It's been a while ... it's like coming back home. I've needed to tak a break from blogging to be fully into my cocoon. I was originally planning on calling this post 'Metamorphosis' but I dont think I am quite there yet - nor in the headspace to try and share the last few months.
My dear friend Annie just left now, after a lovely morning of chatting and goal setting. One of my new goals (even though they're not really 'goals' per se, they are what Julia Cameron calls 'filling in the form') is to return to blogging every day. My routine has changed somewhat and I'm going to bed earlier at night and reading, rather than sitting at the computer blogging, so my day is going to require yet another shift about to accomodate time for blogging.
Filling in the form is about doing the little things you need to do every day to work towards your artistic passions. Yesterday I finally joined the Queensland Writers Centre, today it was goal setting with Annie (to get some clarity as to what I should be working with and towards) and I'll also get a couple of grey lead pencils for drawing and scribbling stuff down in my diary. I can see clearly how blogging fits with me need to fill in the details - my need to JUST WRITE!

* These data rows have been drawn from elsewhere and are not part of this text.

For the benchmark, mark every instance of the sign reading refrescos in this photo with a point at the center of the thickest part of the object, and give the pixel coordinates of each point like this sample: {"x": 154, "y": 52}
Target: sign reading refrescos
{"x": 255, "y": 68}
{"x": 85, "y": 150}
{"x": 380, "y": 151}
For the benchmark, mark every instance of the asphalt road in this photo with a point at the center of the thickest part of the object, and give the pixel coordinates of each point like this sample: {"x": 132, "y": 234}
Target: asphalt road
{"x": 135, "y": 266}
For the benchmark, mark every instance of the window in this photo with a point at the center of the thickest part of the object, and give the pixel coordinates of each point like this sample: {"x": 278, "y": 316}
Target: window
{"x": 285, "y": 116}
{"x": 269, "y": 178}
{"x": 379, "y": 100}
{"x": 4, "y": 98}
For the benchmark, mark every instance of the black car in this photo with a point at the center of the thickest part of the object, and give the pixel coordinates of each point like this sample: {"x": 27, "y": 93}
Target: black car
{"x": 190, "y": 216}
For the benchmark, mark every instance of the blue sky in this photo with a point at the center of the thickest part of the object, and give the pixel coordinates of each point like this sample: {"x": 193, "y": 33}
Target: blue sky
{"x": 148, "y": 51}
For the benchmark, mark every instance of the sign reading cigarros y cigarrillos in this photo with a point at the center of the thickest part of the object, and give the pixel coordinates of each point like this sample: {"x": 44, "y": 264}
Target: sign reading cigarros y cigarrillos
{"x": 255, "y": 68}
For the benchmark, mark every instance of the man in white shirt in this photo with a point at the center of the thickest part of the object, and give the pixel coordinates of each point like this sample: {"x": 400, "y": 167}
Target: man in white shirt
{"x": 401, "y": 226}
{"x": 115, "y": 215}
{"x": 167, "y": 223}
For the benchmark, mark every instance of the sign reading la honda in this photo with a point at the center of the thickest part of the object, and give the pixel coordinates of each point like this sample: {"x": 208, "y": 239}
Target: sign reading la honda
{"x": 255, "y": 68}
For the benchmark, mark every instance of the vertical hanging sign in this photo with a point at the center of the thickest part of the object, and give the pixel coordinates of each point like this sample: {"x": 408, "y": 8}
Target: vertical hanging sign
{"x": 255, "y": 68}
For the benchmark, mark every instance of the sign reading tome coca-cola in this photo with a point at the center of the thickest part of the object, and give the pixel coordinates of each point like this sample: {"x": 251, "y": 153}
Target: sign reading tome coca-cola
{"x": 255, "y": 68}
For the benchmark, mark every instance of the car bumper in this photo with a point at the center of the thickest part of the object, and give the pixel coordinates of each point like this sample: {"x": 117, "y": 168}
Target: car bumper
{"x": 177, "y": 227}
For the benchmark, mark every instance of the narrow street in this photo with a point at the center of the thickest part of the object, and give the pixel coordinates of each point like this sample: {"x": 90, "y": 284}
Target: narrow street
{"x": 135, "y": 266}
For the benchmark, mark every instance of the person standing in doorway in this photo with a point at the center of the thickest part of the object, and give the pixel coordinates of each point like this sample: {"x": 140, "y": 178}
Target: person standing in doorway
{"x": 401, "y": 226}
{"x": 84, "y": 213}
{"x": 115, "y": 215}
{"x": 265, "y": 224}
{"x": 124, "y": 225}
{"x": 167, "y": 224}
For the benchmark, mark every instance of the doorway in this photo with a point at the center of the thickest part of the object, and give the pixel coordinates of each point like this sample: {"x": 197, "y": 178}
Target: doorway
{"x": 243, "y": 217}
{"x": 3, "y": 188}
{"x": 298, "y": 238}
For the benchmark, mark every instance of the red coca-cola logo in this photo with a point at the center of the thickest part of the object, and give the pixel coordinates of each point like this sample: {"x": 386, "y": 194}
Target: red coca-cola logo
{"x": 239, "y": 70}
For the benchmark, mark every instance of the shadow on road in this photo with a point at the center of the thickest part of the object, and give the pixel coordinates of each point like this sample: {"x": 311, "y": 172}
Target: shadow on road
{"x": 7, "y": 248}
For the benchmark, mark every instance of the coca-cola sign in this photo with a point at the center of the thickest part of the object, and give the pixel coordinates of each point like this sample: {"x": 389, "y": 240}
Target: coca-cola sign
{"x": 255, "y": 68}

My main problem of late has been committing myself to writing every day ... and that was the joy about blogging every day. It was writing. Perhaps not always meaningful, deep or otherwise, but it was the act of doing. At this point in my fledgling career as a writer I dont want to stall and loose the momentum that I have been building. I know quite a lot of that momentum was generated by blogging and by the interaction with others in the blog-o-sphere. At least two blog postings here are on the drawing board to be revised as articles to send through to magazines and newsletters ... so I've got myself some short term goals again, something to help me fill in the details so to speak.
Earlier this year the question was visited about why so many blogs fade into oblivion and I remember writing at the time, that if I stopped blogging it would mean that I no longer loved writing. Taking a break is not like giving up all together I guess. Stopping blogging every day didn't mean that my love for writing died - it is still as strong as ever. Stopping blogging every day also didn't mean that I had nothing to write about - there were several short and lengthy posts composed in my head that never made it out onto the screen. Stopping daily blogs did have everything to do with needing to take time out to fill up my cup (something I realised with the post on simple luxuries) and also with facing my fear of putting my thoughts and feeling out here again.
Blogging is as much about filling up the cup as it is abou taking from it. I get such great joy in blogging and sharing, that the time taken out of the day and away from other projects really isn't that significant. It's all about balance after all. And it does seem a little strange that I weathered the eye of the storm in regards to the objections of some of those close to what I had written (or more to the point posted to here from other locations) right here - on this blog .. only to be struck with that fear a month later. Yeah - I know that I can be slow. I guess it was a slow burn.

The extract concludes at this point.